RADARLAMPUNG.CO.ID— Polisi mengungkap dugaan pencabulan terhadap seorang bocah kelas V sekolah dasar (SD) di Bandar Lampung. Dalam perkara tersebut, polisi telah mengamankan seorang pria dewasa yang diketahui merupakan tetangga korban.
Tersangka JN diamankan setelah keluarga korban melaporkan dugaan peristiwa tersebut kepada Kepolisian Sektor Labuhan Ratu. Kasus ini kini masih dalam tahap penyelidikan untuk mengungkap secara menyeluruh rangkaian kejadian yang dialami korban.
Kapolsek Labuhan Ratu Kompol Ono Karyono membenarkan bahwa pihaknya telah mengamankan terduga pelaku pada Selasa, 15 September 2026. Hal tersebut disampaikan Ono saat dikonfirmasi pada Rabu, 16 September 2026.
BACA JUGA:PKKMB Hari Pertama, Teknokrat Bekali 1.350 Mahasiswa Baru dengan Karakter dan Inovasi
Informasi yang dihimpun Radarlampung.co.id menyebutkan bahwa dugaan pencabulan tersebut dilakukan dengan cara terduga pelaku membawa korban ke kediamannya.
Sebelum membawa korban, terduga pelaku diduga membujuk korban dengan memberikan iming-iming uang tunai sebesar Rp5.000. Namun, dalam proses tersebut, terduga pelaku disebut tidak hanya menggunakan bujuk rayu. Ia juga diduga menodongkan pisau untuk mengancam korban. Ancaman tersebut diduga digunakan agar korban mengikuti keinginan terduga pelaku.
Perkara ini kemudian diketahui keluarga korban hingga akhirnya dilaporkan kepada kepolisian. Polisi bergerak dan mengamankan terduga pelaku pada Selasa lalu.

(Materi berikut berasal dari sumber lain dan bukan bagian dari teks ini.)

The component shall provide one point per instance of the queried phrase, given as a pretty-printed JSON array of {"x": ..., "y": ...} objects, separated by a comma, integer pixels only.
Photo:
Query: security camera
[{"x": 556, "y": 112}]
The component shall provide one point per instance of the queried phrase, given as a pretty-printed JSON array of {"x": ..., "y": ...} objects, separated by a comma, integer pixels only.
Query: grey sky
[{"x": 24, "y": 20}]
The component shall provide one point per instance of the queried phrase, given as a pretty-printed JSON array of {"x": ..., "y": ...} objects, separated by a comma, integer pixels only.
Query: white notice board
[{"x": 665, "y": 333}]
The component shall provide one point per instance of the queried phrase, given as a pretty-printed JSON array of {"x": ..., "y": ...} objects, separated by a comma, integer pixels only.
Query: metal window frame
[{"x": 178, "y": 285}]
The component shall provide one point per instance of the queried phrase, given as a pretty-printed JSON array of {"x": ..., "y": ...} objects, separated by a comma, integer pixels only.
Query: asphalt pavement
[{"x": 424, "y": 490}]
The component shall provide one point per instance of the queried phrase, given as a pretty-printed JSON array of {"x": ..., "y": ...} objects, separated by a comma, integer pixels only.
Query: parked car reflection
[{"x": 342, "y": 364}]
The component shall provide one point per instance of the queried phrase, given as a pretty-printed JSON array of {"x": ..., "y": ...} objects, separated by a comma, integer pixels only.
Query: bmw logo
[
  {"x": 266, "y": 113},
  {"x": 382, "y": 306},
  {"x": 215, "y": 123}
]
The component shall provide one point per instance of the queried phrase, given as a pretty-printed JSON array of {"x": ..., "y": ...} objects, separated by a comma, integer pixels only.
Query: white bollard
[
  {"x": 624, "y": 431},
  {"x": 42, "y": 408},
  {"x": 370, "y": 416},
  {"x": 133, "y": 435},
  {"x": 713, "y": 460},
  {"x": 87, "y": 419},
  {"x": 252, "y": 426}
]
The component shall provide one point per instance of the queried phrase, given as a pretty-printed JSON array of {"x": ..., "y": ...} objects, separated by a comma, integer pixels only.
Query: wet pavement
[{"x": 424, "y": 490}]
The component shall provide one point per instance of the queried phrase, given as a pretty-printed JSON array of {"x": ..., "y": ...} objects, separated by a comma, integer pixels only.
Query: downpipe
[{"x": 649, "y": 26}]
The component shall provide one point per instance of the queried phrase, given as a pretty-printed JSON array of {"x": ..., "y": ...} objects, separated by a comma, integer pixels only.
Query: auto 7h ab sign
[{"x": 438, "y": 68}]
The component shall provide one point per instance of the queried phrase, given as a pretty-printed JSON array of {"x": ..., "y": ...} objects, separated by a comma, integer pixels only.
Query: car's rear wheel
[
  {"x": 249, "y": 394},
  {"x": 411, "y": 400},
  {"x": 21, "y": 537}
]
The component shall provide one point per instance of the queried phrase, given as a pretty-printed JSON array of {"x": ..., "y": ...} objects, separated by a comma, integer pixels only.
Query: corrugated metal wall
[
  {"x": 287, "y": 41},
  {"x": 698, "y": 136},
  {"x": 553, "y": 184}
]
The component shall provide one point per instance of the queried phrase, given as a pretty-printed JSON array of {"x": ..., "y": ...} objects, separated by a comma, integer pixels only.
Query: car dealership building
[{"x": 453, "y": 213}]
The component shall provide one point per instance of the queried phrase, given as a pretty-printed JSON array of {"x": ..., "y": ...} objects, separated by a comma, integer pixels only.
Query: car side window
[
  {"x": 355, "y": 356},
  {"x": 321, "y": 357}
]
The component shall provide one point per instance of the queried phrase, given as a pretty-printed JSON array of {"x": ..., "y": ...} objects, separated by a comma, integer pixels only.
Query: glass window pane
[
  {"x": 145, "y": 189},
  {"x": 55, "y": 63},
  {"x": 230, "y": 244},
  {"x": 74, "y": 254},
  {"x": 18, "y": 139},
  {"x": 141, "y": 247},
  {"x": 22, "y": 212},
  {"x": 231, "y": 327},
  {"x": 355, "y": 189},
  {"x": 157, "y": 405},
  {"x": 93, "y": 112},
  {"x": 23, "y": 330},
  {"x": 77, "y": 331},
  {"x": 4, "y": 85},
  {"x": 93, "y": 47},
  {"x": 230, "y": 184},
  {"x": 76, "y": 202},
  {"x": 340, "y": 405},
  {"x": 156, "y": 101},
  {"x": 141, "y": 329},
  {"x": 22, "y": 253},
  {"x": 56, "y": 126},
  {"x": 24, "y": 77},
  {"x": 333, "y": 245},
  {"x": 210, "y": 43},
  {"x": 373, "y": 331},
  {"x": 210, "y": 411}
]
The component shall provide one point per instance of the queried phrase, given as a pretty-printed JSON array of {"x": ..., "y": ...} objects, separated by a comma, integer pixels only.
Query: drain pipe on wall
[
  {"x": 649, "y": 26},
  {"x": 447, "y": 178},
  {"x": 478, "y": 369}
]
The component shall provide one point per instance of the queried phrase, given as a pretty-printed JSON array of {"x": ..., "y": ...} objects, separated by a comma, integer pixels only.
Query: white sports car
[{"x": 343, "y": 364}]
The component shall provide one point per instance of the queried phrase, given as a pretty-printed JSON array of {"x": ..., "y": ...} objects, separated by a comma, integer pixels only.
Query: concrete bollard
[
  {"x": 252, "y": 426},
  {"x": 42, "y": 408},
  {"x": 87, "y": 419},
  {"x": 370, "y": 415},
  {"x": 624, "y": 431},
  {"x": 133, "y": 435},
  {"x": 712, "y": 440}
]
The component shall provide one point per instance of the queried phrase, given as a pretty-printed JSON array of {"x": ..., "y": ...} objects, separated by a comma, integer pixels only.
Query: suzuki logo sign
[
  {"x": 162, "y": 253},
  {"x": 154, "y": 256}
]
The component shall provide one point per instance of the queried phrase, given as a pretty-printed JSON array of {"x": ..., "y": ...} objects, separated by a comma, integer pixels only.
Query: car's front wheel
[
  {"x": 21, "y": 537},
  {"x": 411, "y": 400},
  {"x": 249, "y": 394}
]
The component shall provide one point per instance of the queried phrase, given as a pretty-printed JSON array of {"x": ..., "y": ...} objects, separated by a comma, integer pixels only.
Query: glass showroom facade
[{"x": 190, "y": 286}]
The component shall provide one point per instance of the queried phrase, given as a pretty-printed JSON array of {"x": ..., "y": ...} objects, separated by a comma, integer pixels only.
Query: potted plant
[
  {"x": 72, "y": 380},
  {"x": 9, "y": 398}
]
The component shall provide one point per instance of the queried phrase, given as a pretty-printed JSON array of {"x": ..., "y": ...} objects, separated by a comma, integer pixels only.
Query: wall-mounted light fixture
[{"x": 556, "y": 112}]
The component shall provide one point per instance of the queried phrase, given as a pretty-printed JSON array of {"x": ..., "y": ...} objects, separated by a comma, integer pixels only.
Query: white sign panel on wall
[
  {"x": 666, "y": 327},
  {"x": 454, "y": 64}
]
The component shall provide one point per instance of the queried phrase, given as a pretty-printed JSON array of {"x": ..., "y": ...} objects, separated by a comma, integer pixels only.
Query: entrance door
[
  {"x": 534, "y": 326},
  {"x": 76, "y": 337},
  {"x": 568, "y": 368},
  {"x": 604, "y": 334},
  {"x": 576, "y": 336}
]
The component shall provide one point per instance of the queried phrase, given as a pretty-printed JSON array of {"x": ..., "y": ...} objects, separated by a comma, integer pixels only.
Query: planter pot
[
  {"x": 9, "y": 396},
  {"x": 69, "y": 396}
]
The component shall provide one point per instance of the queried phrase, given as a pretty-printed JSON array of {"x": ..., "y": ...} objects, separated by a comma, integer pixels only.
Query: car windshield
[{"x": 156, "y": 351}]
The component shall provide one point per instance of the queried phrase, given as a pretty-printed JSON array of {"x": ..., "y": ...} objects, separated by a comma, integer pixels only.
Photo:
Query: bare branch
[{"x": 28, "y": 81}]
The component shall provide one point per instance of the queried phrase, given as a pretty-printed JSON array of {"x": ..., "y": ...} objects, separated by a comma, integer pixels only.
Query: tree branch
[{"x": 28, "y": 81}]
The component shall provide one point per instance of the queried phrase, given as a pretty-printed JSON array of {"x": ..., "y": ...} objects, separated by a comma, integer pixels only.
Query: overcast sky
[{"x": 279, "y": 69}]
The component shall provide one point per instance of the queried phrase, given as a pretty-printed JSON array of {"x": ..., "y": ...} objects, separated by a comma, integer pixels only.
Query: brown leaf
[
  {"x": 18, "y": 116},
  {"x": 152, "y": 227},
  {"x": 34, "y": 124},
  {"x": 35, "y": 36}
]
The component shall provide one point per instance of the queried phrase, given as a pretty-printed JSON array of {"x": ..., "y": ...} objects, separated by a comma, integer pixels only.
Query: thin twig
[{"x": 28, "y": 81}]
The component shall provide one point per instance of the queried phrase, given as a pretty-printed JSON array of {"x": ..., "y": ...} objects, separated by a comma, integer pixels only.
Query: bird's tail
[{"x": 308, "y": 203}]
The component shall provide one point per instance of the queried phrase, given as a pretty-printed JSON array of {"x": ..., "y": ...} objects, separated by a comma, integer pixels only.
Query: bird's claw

Setelah diamankan, polisi melakukan pemeriksaan terhadap terduga pelaku untuk mengungkap dugaan tindak pidana tersebut. Dari pemeriksaan sementara, terduga pelaku disebut mengakui bahwa perbuatannya terhadap korban bukan hanya terjadi satu kali. Ono menyatakan bahwa perbuatan tersebut diduga lebih dari satu kali dan pihaknya masih memintai keterangan kepada yang bersangkutan untuk didalami apakah ada korban lainnya.
BACA JUGA:Sampaikan Raperda APBD 2027 Rp2,8 T, Pemkot Bandar Lampung Fokus Pendidikan hingga Infrastruktur
Keterangan tersebut membuat polisi masih melakukan pendalaman terhadap perkara tersebut. Penyidik tidak hanya berfokus pada kejadian yang dilaporkan keluarga korban, tetapi juga menelusuri kemungkinan adanya korban lain.
Polisi masih menggali keterangan dari terduga pelaku untuk memastikan rangkaian perbuatan yang dilakukan serta mengetahui apakah terdapat kejadian lain yang belum dilaporkan. Ono juga meminta masyarakat yang merasa pernah mengalami kejadian serupa dan memiliki keterkaitan dengan terduga pelaku untuk tidak ragu menyampaikan laporan kepada kepolisian.
Di sisi lain, penanganan terhadap korban juga mendapat perhatian dari Dinas Pemberdayaan Perempuan dan Perlindungan Anak (PPA) Bandar Lampung.
Kepala Dinas PPA Bandar Lampung Maryamah mengatakan bahwa pihaknya telah berkoordinasi terkait penanganan mental korban. Menurutnya, pendampingan terhadap korban akan dilakukan sejak proses hukum berlangsung hingga tahapan pemulihan kondisi psikologis.
Maryamah menyatakan bahwa pihaknya telah melaporkan hal tersebut kepada atasan dan akan terus mendampingi proses hukum serta melakukan trauma healing.
Pendampingan tersebut dilakukan sebagai bagian dari upaya memastikan korban memperoleh dukungan selama perkara diproses. Maryamah mengatakan bahwa pemulihan trauma menjadi salah satu perhatian dalam penanganan korban.